Local data centers and internet exchange points will enable online efficiency to overcome these latency problems. Without IXPs, the internet will not function efficiently, as the different networks need a ‘meet-me’ point to directly interconnect with every other network and exchange traffic. As vital enablers of the internet ecosystem, IXPs have increasingly been adopted by nations across the world, with about 350 globally. Africa has significantly less IXPs than other countries; 21 of its 51 countries have IXPs. The increased influx of global content providers and international blue chip organizations with local data hosting requirements to the continent also makes a strong case for an interconnection service, to provide reliable high speed connectivity platform for users to access locally hosted content without the impact to user experience characterized by content round tripping.


Connecting the dots

Giving the importance of traffic growth as a useful indicator of the health of the entire Internet ecosystem, MainOne has dedicated itself to building the first Internet hub in West Africa, with a new interconnection solution by its data center subsidiary MDXi dubbed “Open-Connect”. Open-Connect facilitates increased interconnection, collaboration and peering for customers within its data center.

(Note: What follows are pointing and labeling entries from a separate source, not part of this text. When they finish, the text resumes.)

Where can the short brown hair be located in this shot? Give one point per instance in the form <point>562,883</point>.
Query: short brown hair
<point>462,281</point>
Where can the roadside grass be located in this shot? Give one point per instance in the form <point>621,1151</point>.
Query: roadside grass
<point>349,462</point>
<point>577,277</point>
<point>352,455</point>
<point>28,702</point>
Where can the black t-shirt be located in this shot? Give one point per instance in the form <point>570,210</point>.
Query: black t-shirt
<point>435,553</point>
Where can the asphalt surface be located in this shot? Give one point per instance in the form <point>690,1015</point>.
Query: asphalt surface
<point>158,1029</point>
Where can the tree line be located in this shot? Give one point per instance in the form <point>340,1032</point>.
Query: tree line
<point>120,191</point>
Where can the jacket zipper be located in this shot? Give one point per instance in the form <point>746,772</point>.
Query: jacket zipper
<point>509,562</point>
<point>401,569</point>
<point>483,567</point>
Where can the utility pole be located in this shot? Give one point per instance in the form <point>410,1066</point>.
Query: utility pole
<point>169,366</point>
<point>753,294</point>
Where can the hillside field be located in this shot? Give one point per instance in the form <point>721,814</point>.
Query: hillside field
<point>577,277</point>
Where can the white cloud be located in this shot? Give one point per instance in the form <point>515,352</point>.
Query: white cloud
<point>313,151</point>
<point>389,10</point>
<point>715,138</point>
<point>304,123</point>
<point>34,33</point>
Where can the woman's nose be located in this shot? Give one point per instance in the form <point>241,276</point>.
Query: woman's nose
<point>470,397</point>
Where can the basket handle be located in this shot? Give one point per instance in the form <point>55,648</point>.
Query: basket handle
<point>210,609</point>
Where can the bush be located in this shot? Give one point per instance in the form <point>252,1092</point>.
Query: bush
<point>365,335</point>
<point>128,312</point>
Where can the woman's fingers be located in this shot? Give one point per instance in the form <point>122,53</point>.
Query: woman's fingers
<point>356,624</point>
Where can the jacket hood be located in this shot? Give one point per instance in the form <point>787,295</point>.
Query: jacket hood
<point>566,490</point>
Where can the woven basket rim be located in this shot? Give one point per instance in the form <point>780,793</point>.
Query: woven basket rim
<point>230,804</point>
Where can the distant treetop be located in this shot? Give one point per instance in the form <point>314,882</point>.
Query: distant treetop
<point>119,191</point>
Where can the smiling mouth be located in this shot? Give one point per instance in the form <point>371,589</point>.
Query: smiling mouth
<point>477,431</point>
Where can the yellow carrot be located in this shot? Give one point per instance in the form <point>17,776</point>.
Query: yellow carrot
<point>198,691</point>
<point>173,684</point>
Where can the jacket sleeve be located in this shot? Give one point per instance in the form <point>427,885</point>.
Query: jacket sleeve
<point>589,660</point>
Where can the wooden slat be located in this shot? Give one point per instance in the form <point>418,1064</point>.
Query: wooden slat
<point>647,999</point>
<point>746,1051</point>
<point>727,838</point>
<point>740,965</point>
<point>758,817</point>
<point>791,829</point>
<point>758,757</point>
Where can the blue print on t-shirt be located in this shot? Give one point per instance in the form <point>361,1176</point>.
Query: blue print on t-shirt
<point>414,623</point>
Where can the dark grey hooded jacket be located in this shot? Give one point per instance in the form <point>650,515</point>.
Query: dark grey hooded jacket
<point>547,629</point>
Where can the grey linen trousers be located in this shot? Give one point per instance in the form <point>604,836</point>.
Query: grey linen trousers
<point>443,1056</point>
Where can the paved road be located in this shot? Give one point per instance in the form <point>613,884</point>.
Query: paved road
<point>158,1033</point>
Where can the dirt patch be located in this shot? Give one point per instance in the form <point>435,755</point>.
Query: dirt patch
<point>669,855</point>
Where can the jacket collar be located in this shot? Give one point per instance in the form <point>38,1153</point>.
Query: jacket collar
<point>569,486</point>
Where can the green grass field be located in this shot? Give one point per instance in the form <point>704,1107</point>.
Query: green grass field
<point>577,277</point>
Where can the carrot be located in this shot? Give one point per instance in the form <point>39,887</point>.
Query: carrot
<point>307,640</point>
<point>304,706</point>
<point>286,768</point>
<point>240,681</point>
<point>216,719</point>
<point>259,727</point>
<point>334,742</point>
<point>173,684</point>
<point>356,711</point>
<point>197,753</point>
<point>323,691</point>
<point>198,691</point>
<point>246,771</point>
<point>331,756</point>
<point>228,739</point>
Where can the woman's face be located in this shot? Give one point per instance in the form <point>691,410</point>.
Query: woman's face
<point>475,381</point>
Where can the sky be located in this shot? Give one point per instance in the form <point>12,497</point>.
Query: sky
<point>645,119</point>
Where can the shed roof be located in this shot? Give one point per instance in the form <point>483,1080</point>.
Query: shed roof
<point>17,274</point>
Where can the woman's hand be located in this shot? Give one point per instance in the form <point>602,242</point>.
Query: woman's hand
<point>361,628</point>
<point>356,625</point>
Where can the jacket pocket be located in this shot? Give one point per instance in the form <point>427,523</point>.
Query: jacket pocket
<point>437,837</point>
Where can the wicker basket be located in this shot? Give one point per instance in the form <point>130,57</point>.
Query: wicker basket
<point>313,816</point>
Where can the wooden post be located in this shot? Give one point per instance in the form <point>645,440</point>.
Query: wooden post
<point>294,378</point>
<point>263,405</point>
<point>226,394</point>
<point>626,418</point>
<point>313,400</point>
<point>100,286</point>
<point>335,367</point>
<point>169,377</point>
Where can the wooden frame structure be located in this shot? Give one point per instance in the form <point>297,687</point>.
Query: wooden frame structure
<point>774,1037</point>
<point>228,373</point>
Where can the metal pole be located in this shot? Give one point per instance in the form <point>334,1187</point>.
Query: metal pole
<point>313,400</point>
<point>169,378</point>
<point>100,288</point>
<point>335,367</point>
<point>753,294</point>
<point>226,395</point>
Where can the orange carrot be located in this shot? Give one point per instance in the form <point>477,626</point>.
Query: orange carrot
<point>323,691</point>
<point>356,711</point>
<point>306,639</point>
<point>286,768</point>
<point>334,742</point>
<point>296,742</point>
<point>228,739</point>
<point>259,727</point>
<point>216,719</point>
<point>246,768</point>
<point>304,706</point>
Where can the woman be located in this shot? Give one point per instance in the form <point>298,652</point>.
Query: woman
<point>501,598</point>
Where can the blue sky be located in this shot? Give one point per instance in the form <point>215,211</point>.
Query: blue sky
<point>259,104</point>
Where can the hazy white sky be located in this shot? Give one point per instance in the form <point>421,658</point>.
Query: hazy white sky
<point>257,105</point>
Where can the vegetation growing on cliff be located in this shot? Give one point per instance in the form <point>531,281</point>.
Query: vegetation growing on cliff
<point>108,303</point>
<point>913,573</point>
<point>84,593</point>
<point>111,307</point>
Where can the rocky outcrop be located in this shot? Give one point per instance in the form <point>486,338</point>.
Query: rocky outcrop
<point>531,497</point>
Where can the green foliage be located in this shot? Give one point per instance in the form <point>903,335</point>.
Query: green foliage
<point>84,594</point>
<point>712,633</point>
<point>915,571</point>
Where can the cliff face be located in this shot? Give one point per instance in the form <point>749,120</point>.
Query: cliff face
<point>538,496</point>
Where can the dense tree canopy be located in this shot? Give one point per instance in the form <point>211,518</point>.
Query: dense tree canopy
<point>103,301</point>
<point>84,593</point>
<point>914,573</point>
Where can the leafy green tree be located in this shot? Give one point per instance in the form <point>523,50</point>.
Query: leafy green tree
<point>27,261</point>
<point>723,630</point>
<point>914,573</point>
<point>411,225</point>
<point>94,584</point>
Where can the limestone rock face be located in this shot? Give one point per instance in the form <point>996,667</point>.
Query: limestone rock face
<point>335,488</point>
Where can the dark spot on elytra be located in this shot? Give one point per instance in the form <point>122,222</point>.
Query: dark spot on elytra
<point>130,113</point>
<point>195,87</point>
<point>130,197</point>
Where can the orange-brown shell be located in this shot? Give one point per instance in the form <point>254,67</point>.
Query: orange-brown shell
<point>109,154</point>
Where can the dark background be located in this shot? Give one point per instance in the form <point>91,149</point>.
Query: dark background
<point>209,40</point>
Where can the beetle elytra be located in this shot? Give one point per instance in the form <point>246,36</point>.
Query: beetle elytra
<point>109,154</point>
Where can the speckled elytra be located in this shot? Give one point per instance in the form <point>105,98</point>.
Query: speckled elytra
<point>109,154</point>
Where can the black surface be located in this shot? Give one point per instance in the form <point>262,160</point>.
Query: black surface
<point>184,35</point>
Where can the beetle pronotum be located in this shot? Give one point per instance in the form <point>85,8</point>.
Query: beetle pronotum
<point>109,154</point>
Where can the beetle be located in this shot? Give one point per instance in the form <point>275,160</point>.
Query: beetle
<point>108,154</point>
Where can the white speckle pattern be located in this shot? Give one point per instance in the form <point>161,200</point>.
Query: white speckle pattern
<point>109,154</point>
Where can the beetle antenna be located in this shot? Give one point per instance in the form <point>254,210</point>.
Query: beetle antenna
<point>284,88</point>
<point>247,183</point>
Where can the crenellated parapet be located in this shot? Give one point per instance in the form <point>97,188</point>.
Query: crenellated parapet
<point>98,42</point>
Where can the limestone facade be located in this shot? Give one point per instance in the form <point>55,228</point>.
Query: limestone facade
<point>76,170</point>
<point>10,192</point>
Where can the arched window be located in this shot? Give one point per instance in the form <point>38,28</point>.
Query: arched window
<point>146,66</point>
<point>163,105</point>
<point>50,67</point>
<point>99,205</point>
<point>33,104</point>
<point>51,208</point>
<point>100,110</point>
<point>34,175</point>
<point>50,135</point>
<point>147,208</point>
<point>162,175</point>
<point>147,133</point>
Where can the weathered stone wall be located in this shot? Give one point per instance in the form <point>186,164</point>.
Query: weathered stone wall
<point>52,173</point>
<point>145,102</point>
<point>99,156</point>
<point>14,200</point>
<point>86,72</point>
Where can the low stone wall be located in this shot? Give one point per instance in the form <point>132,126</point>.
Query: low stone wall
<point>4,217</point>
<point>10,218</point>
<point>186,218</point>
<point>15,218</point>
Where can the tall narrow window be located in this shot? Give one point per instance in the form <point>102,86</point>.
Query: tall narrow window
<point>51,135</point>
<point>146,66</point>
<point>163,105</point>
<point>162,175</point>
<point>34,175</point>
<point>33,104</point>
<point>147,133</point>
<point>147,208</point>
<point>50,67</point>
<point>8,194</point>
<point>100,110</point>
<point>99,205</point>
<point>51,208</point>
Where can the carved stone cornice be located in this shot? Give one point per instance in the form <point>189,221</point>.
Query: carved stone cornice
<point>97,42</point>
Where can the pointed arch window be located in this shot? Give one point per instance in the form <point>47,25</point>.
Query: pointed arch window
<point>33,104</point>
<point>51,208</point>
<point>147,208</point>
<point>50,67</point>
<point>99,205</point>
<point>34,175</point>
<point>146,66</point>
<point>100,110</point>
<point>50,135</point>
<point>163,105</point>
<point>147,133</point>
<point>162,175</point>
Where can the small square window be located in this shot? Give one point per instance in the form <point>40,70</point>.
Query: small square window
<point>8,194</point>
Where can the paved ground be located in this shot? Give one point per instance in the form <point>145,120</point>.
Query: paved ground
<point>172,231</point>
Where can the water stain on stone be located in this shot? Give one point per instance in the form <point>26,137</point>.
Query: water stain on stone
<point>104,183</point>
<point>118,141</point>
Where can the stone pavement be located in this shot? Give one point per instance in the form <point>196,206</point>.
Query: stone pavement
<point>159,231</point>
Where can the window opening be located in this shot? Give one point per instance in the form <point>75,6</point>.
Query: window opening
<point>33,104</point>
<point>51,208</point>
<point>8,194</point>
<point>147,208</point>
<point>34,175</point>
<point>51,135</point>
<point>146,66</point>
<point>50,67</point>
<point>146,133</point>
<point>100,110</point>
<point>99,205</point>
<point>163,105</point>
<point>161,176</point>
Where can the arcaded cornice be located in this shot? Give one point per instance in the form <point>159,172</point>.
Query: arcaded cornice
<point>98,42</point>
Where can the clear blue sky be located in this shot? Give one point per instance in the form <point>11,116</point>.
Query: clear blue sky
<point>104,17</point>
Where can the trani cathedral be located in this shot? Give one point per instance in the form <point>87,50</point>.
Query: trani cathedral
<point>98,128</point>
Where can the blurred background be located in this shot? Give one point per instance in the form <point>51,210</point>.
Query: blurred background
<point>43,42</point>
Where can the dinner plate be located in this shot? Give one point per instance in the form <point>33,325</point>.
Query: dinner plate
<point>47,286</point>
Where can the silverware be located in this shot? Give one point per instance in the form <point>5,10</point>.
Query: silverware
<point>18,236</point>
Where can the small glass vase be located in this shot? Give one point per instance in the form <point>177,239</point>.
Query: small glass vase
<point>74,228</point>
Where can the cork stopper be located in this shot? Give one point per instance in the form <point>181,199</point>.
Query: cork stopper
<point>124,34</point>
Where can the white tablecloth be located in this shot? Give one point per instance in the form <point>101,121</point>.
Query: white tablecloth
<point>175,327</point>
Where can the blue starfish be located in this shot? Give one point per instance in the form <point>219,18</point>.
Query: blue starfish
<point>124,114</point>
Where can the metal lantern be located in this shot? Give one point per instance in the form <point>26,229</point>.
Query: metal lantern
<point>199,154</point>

MainOne has aggressively created an enabling ecosystem for domestic internet via infrastructure investments, partnerships and enabling most of the bandwidth-hungry tech start-ups in Nigeria and Ghana with bandwidth sponsorships. In partnership with the Lagos State Government and the Co-Creation Hub, MainOne also laid fibre infrastructure in what has been dubbed Silicon Yaba, Africa’s leading technology cluster. This physical infrastructure has enabled technology companies including startups like Andela, Konga, Co-Creation Hub, BudgIT, Paga, and OLX among others to quickly scale up their operations.

With connections to some of the world’s largest internet exchanges in Amsterdam and London, local exchanges in Lagos and Ghana and 50+ Points of Presence locations across West Africa, MainOne is West Africa’s most connected telco, enabling carriers, ISPs, content providers, multiple cloud platforms and enterprises of all sizes to quickly and easily increase their network footprint and peer without investing heavily in additional infrastructure or resources. MainOne has invested in its private submarine cable, from Europe down to Africa and growing regional and metro terrestrial fibre optic networks across 9 countries in West Africa. The company also owns the region’s premier Tier III data center, with 600racks in Lagos and has started developing its second facility in Sagamu, Ogun State. These approaches are a boon for business because they provide higher capacity, lower costs, and promote the digital economy of West Africa, which in turn increases the number of consumers who use the internet.